FTC questions: Does 'quality' impact healthcare purchasing?

Following are some of the demand-side issues to be explored at the FTC's fall workshops on quality in healthcare:

What decisions do quality information help different types of purchasers make?

What are the relevant times at which purchasers make healthcare decisions? What quality information about healthcare services and providers should be presented at these critical junctures?

What quality information is the most competitively significant for different types of purchasers? Are different types of data (e.g., licensing information, compliance with process measures, customer satisfaction, outcomes, outcomes per dollar spent) appropriate for different purchasers and purchaser decisions? How should any differences in measurement of the same provider or service (over the same time frame) be reconciled?

Does healthcare quality vary based by medical condition, provider, and patient? Does it vary over time? If so, how should quality measures be adjusted to take these differences into account?

What information is needed to measure the efficiency of a provider? What is the proper weighting of quality and resource use in an efficiency measure?

How broad a range of differences among healthcare providers and services is needed to motivate purchasers to switch service providers?

How should regional variations be accounted for in showing the results of quality measures? Should local, state, regional, or national benchmarks be used to show differences among service providers? Why or why not?

How does the framing of quality information affect the purchasers' decisions? Do symbols and summaries affect purchaser understanding of healthcare quality information?

What has been learned from public and private quality reporting initiatives that can aid the competitive process?

What are the tradeoffs between quality-based competition and the availability of healthcare?
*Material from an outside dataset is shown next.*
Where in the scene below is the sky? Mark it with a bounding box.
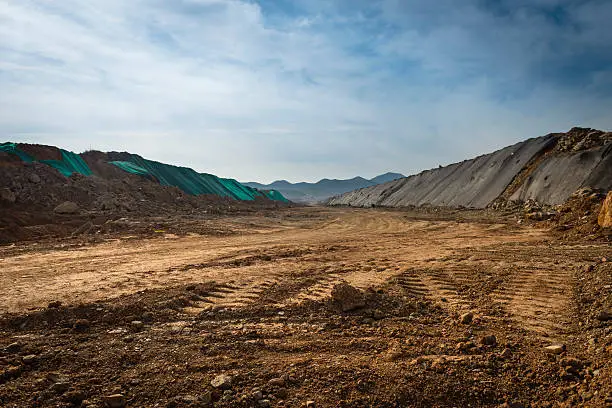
[1,0,611,183]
The need for the workshops, the FTC said, stems from questions raised by a joint 2004 report by the commission and the Department of Justice. That report, Improving Health Care: A Dose of Competition, it said, identified the significant increase in competitive issues as related to consumer protection, thus playing into the FTC's roles in these areas.

The meetings also will build on the commission's Workshop on Innovations in Health Care Delivery held earlier this year, focused, it said, on "healthcare price and quality transparency," including "forms of transparency that may be anticompetitive," such as disclosure of payer/provider contract rates that could foster "coordinated pricing."

The FTC said it will consider whether providers delivering high-quality services "are rewarded with more business (and/or greater revenue) and whether those failing to do so either improve or are penalized with less business (and/or lower revenue)."

The commission said it also will look at "the extent to which there is demand is for high-quality healthcare, the attributes of quality information that motivate purchasers to select high-quality providers, and the ramifications of quality-based competition on the availability of healthcare."

On the biologics side, the fall meetings primarily will be concerned with those drugs "sufficiently similar to an approved or referenced biologic product to permit the follow-on applicant to rely on existing scientific knowledge about the safety and effectiveness of the referenced biologic product to obtain approval of the follow-on product."

The commission said that among the key issues in this case is whether an abbreviated regulatory approval pathway for these products will be the need to strike the right balance between "regulatory exclusivity periods and competition to spur the development of new, improved, and follow-on biologic drug products" in other words, whether the same protections and incentives covering the development of generic pharmaceuticals should be adopted for follow-on biologics.

The FTC is asking for comments on these issues to be sent by Sept. 30, with additional comments accepted for 30 days following the workshops.